77 years after inception, Chinese consortium granted Bogota Metro bid

President Ivan Duque (Image: President's Office)

A Chinese engineering consortium has been awarded the contract to build a multi-billion dollar metro system in Colombia’s capital Bogota, President Ivan Duque announced Thursday.

The Apca Transmimetro consortium was left with the tender for the construction, operation and maintenance for 25 years of the metro system, the president said.

Newspaper El Tiempo reporting in 1987 that “Bogota will have a metro in three years!”

Politicians have promised Bogota a metro system on countless occasions since 1942, but this time “it’s not just talking. Here begins the real metro longed for by the city for decades, for decades,” according to Duque

Bogota’s latest attempt to construct a metro is set to cost $4.3 billion with $480 million of that coming from a loan from the European Investment Bank.

The Apca Transmimetro consortium, which includes China Harbour Engineering, Bombardier (Canada) and the Xi’An Metro Company scored an evaluation of 100 out of 100.

The consortium, which beat off competition from the Metro Consortium of Mexico and Spain with a score of 94.54 points, will take on the task of alleviating the capital’s chronic congestion problems.

Inconsistency and corruption

Canal Capital reported in 2018 that former President Juan Manuel Santos said the metro “is a reality.”

While Bogota has made several attempts to advance with the long-proposed metro project, bureaucracy, financial discrepancies and corruption have plagued efforts up to now.

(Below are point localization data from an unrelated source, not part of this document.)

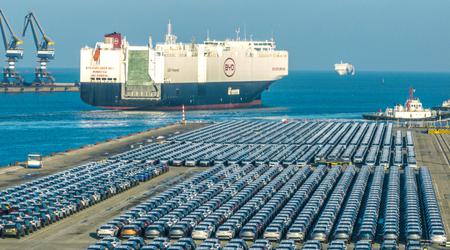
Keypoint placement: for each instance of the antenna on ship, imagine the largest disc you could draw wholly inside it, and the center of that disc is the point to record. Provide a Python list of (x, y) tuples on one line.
[(170, 39), (245, 32), (183, 115)]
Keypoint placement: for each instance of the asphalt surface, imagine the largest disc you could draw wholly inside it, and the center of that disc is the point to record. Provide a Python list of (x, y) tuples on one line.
[(431, 151), (13, 175)]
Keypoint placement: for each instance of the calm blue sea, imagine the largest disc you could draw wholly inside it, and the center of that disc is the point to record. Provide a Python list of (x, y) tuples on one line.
[(47, 123)]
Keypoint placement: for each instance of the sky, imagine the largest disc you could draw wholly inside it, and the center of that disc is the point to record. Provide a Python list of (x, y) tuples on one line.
[(376, 35)]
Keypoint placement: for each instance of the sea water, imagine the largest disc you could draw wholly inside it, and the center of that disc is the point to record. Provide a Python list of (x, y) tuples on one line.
[(52, 122)]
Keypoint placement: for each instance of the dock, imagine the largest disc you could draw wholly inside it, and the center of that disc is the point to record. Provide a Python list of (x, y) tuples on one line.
[(57, 87), (268, 163)]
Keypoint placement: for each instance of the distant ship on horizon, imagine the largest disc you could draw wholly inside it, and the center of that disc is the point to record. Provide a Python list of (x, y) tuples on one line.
[(344, 68)]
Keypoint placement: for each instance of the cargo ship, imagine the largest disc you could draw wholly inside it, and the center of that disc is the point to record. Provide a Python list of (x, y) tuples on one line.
[(411, 111), (166, 76), (344, 69)]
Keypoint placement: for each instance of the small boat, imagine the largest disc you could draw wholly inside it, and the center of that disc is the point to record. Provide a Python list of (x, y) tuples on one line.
[(445, 106), (344, 69), (411, 111)]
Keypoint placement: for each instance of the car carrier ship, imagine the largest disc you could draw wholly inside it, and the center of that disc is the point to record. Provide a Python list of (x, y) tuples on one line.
[(211, 75)]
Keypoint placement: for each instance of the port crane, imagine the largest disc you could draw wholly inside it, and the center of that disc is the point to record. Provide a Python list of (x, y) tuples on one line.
[(45, 51), (13, 52)]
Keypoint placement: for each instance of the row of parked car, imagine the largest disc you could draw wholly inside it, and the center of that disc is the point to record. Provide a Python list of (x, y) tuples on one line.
[(325, 223), (304, 221), (412, 216), (282, 222), (298, 143), (391, 230), (368, 227), (30, 206), (233, 225), (346, 222), (255, 227), (276, 204)]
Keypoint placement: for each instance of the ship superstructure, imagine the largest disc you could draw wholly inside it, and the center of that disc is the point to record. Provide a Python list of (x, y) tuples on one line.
[(344, 69), (214, 74)]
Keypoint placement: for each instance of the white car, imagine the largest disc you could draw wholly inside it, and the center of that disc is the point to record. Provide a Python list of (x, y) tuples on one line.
[(107, 230), (114, 240)]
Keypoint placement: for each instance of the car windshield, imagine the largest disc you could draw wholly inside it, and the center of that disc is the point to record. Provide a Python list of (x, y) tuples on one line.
[(34, 157)]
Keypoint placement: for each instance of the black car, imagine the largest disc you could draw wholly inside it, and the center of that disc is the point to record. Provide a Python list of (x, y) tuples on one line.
[(14, 229)]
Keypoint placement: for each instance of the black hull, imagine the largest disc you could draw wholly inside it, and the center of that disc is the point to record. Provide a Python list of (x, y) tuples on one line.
[(376, 117), (174, 95)]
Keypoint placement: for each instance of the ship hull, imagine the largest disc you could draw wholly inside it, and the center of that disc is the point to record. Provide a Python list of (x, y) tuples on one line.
[(173, 95), (377, 117)]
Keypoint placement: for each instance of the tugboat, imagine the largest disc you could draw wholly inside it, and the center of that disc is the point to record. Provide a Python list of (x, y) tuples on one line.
[(411, 111), (344, 69), (445, 106)]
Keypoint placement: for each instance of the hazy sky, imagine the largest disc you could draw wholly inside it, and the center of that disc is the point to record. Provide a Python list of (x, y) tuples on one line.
[(383, 35)]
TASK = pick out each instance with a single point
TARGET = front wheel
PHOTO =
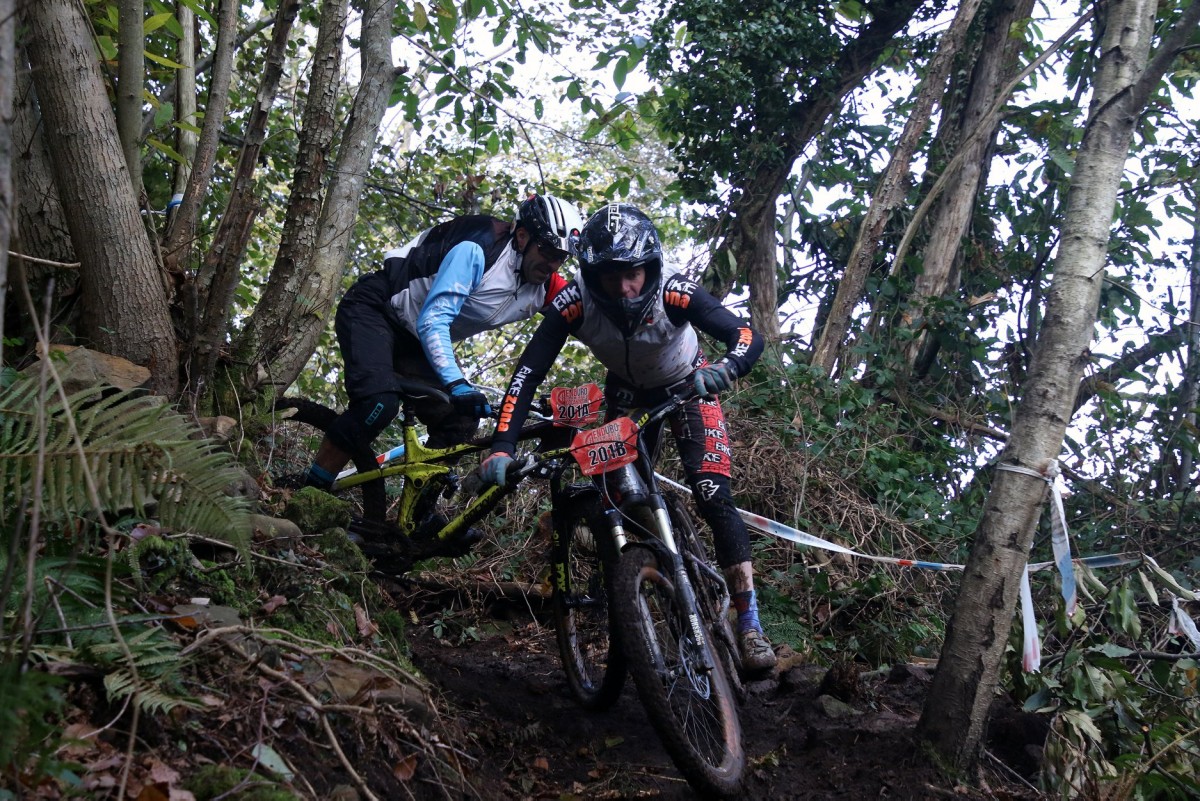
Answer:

With this in mind, Bogota Mayor Enrique Peñalosa requested that the Office of the Inspector General oversee the funds relating to the project.

“We believe that the exceptional control of the Comptroller General of the Republic over the account of the Bogota Metro Company will result in favor of the project itself and will ensure that the resources invested are audited under the highest standards and with fiscally responsible solutions,” said the mayor in a letter to the watchdog.

The next stage in the process is to sign the opening act, which will be done between December of this year and March of 2020 so that ground can be broken in April 2020.

The first metro line will go from Las Americas to Calle 72 covering a distance of 23.96 kilometers through 16 stations.

The line will have 23 trains and a capacity of 72,000 passengers per hour, per direction.

The metro is expected to be fully operational by 2025 and will not replace the existing Transmilenio system, but compliment it.

The project is part of Bogota’s 2016-19 Municipal Development Plan, which also includes linking the bus system to the metro and the building of 14km of cycle paths.

77 years of broken promises

The idea of a metro in Bogota is by no means a recent proposal.

In 1942, Mayor Carlos Sanz was the first to propose the idea to city residents. He ultimately opted for a tram instead.

By the 1950s, as the metropolis began growing more quickly, the collapse of Bogota’s Tramways system made evident the pressing need for a modern form of mass transport.

Since 1967, multiple mayors have made proposals for a metro system and at least twelve studies investigating the viability of the system have been carried out.

Already, the city has spent in excess of  $90 million on exploratory studies, according to Caracol Radio.

While confirmation that the project will now go ahead will be welcomed by the seven million city inhabitants, few have forgotten that in 2015, former President Juan Manuel Santos gave the then-mayor Gustavo Petro a check for over $4 billion to finance an underground metro system.

That project ultimately failed after Colombia’s economy took a downturn and a series of expensive studies found the initiative would cost at least twice as much as originally proposed.

Bogota is one of the few Latin American capital cities that has no metro. Instead, the city has the Transmilenio, a  bus rapid  transit system, transporting more than 2.4 million people every day.

The poor public transportation system in one of the world’s most populated cities has resulted in regular congestion of vehicles and routes, as well as bad air pollution.

Since the beginning of its operation in 2000, Transmilenio has grown to run some 1,300 buses that cover 11 routes and carry almost one third of Bogota’s total number of inhabitants.

A network of more than 500 smaller buses connect the city’s neighborhoods to the Transmilenio’s 117 stations.

Despite its extensive network and capacity, Transmilenio is heavily criticized for its overcrowded buses.

The successful construction of a metro system in Colombia’s second city Medellin has further highlighted the shortcomings of officials in the capital.